The handle of the Plough points roughly towards the constellation of Boötes, in which is the brilliant first magnitude star Arcturus. This star is of an orange tint.
Between Boötes and Lyra lie the constellations of Corona Borealis (or the Northern Crown) and Hercules. The chief feature of Corona Borealis, which is a small constellation, is a semicircle of six small stars, the brightest of which is of the second magnitude. The constellation of Hercules is very extensive, but contains no star brighter than the third magnitude.
Near to Lyra, on the side away from Hercules, are the constellations of Cygnus and Aquila. Of the two, the former is the nearer to the Pole Star, and will be recognised by an arrangement of stars widely set in the form of a cross, or perhaps indeed more like the framework of a boy's kite. The position of Aquila will be found through the fact that three of its brightest stars are almost in a line and close together. The middle of these is Altair, a yellowish star of the first magnitude.
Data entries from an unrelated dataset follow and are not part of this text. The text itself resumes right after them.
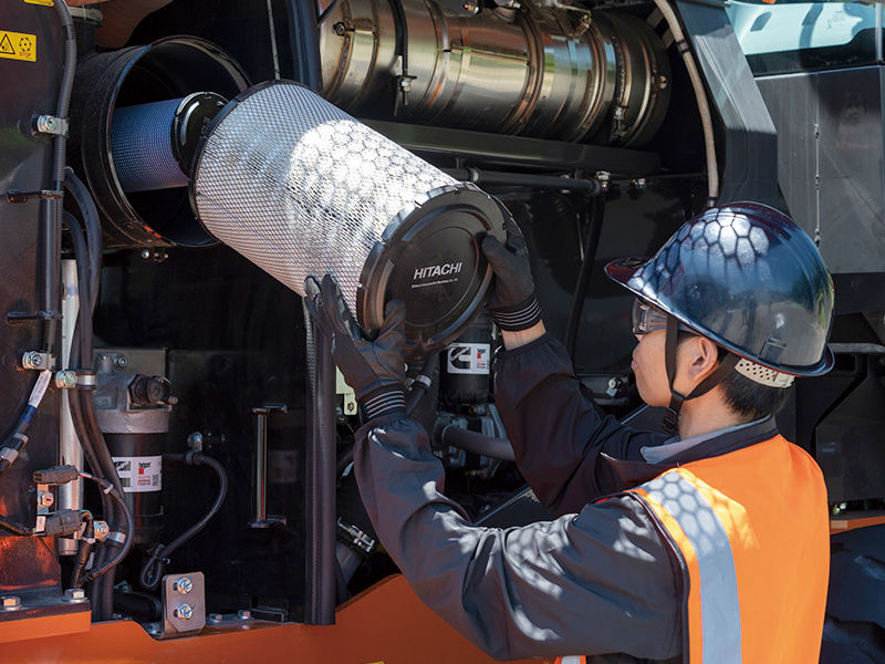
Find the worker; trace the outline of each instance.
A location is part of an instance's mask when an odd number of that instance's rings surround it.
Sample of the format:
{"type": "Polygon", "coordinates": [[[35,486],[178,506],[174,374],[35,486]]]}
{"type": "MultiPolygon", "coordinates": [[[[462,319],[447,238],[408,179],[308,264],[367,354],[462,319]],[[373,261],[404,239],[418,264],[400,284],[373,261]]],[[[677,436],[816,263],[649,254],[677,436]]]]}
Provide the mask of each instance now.
{"type": "Polygon", "coordinates": [[[794,376],[833,362],[832,280],[810,238],[773,208],[732,204],[653,258],[606,267],[636,295],[636,384],[668,408],[673,436],[624,426],[585,396],[544,331],[512,221],[506,246],[488,237],[482,250],[504,346],[496,401],[545,522],[477,527],[442,494],[442,466],[405,412],[400,302],[369,342],[329,276],[306,288],[366,418],[363,501],[417,595],[501,660],[816,663],[826,490],[773,418],[794,376]]]}

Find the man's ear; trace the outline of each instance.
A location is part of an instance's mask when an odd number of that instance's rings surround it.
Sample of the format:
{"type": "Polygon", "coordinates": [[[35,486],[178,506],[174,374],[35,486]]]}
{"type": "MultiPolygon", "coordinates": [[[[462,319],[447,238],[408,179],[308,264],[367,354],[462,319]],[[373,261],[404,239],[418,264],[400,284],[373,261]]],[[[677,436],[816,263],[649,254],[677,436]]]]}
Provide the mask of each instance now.
{"type": "Polygon", "coordinates": [[[695,336],[684,344],[687,352],[686,372],[696,385],[716,370],[719,346],[706,336],[695,336]]]}

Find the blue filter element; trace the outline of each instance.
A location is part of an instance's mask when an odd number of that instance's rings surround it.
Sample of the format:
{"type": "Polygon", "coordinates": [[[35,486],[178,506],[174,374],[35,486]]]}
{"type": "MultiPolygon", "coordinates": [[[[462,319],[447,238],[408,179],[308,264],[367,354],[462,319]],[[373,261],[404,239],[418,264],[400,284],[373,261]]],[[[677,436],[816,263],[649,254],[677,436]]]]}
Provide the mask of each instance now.
{"type": "Polygon", "coordinates": [[[168,100],[114,111],[111,153],[124,191],[186,187],[171,145],[171,126],[181,100],[168,100]]]}

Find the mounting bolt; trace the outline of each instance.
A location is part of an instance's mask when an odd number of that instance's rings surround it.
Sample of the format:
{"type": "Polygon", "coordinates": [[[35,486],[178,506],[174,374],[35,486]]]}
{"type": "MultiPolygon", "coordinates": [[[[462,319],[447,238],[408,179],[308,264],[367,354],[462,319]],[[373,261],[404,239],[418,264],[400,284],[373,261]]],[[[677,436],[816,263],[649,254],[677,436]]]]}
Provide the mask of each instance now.
{"type": "Polygon", "coordinates": [[[76,372],[65,369],[55,374],[55,387],[59,390],[73,390],[76,387],[76,372]]]}
{"type": "Polygon", "coordinates": [[[173,590],[177,590],[181,594],[187,594],[194,590],[194,581],[190,580],[190,577],[181,577],[173,583],[173,590]]]}
{"type": "Polygon", "coordinates": [[[103,540],[111,533],[111,528],[107,526],[107,521],[95,521],[92,525],[93,530],[95,531],[95,539],[103,540]]]}
{"type": "Polygon", "coordinates": [[[54,134],[59,127],[59,118],[52,115],[41,115],[37,118],[37,131],[41,134],[54,134]]]}
{"type": "Polygon", "coordinates": [[[80,604],[86,601],[86,591],[82,588],[69,588],[64,591],[64,601],[80,604]]]}
{"type": "Polygon", "coordinates": [[[202,434],[194,432],[187,437],[187,446],[194,452],[202,452],[202,434]]]}

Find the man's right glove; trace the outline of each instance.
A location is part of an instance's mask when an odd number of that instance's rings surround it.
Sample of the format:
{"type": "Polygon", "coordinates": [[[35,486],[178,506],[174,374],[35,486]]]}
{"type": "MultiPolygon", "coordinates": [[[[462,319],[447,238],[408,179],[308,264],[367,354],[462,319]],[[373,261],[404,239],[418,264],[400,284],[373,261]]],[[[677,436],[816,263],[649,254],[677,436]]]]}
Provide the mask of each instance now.
{"type": "Polygon", "coordinates": [[[506,332],[528,330],[541,320],[541,308],[534,297],[534,282],[529,267],[525,238],[513,219],[504,222],[507,245],[486,236],[482,253],[494,271],[488,308],[496,324],[506,332]]]}
{"type": "Polygon", "coordinates": [[[384,324],[375,341],[363,338],[344,295],[330,274],[319,283],[304,282],[304,302],[320,329],[332,340],[332,356],[353,387],[366,419],[406,414],[404,383],[406,307],[392,300],[384,307],[384,324]]]}

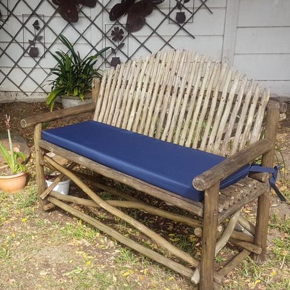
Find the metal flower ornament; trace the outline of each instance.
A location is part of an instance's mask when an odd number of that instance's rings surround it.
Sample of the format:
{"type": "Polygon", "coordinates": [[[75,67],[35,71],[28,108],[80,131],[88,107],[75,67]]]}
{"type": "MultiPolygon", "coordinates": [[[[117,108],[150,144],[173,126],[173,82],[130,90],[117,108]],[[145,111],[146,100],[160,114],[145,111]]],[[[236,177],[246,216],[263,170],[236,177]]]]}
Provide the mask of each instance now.
{"type": "Polygon", "coordinates": [[[79,20],[78,8],[80,5],[94,7],[96,0],[52,0],[57,5],[57,11],[62,17],[68,22],[78,22],[79,20]]]}
{"type": "Polygon", "coordinates": [[[118,27],[114,27],[114,29],[111,31],[111,35],[112,36],[112,40],[117,43],[115,48],[111,48],[111,50],[114,54],[114,56],[112,57],[111,61],[111,65],[112,67],[116,67],[118,65],[121,64],[121,60],[120,57],[116,56],[116,54],[118,50],[121,49],[124,46],[125,43],[122,42],[124,38],[124,30],[122,28],[118,27]]]}
{"type": "Polygon", "coordinates": [[[110,11],[110,20],[115,21],[121,16],[128,13],[126,29],[128,32],[140,30],[145,24],[145,16],[150,14],[156,5],[164,0],[141,0],[135,3],[135,0],[122,0],[110,11]]]}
At a little distance from Ursa Major, on the side away from the Pole Star, is the constellation of Leo, or the Lion. Its chief feature is a series of seven stars, supposed to form the head of that animal. The arrangement of these stars is, however, much more like a sickle, wherefore this portion of the constellation is usually known as the "Sickle of Leo." At the end of the handle of the sickle is a white first magnitude star—Regulus.
The reader will, no doubt, recollect that it is from a point in the Sickle of Leo that the Leonid meteors appear to radiate.
The star second in brightness in the constellation of Leo is known as Denebola. This star, now below the second magnitude, seems to have been very much brighter in the past. It is noted, indeed, as a brilliant first magnitude star by Al Sufi, that famous Persian astronomer who lived, as we have seen, in the tenth century. Ptolemy also notes it as of the first magnitude.
In the neighbourhood of Auriga, and further than it from the Pole Star, are several remarkable constellations—Taurus, Orion, Gemini, Canis Minor, and Canis Major ([see Plate XX.], p. 296).
The first of these, Taurus (or the Bull), contains two conspicuous star groups—the Pleiades and the Hyades. The Pleiades are six or seven small stars quite close together, the majority of which are of the fourth magnitude. This group is sometimes occulted by the moon. The way in which the stars composing it are arranged is somewhat similar to that in the Plough, though of course on a scale ever so much smaller. The impression which the group itself gives to the casual glance is thus admirably pictured in Tennyson's Locksley Hall:—
"Many a night I saw the Pleiads, rising through the mellow shade,
Glitter like a swarm of fire-flies tangled in a silver braid."